This week’s economic data highlights the continued strength of U.S. households and manageable inflation, reinforcing our confidence in the economy’s ability to achieve a soft landing despite some near-term uncertainties.
- Stock Portfolio Gains: The median value of U.S. households’ stock portfolios surged to $250,000 this month, up from $150,000 at the beginning of the year (University of Michigan Consumer Sentiment survey).
- Household Balance Sheets: Debt-to-income ratios remain healthy compared to countries like Canada and Australia, while credit card debt is low and trending down.
- Inflation (September): Headline CPI rose 0.2% month-over-month and 2.4% year-over-year, with core CPI up 0.3% month-over-month and 3.3% year-over-year. Shelter costs moderated, though food, insurance, and healthcare services saw some upward pressure. Meanwhile, PPI held flat month-over-month, giving the Fed time to navigate inflation pressures. PCE inflation is expected to land at 0.1% month-over-month headline and 0.2% core.
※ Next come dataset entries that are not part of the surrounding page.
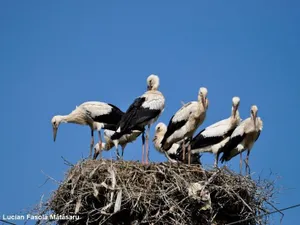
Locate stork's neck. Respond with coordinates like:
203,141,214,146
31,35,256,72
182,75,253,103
154,134,164,150
60,110,86,124
231,106,240,120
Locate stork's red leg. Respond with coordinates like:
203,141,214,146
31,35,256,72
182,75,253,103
240,153,243,174
182,140,185,163
98,130,102,159
245,150,250,175
188,144,191,165
142,132,145,164
146,125,150,164
89,129,94,158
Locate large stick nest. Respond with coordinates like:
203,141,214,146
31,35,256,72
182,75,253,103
39,160,271,225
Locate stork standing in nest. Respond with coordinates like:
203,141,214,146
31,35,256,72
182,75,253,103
51,101,124,157
93,129,144,159
111,74,165,163
191,97,241,167
161,87,208,164
153,123,201,164
220,105,263,174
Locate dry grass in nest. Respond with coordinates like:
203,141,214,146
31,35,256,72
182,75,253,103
38,160,273,225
- Federal Rate Outlook: Inflation seems to be settling into a 2-3% range, and we expect the Fed to proceed at a measured pace.
- Q3 GDP Projections: The Atlanta Fed’s tracking estimate for Q3 GDP remains positive at +3.2% quarter-over-quarter annualized rate.
- Election-Related Slowdown: Some firms are holding off on major decisions ahead of the U.S. election, but the economy retains enough momentum to weather this pre-election pause.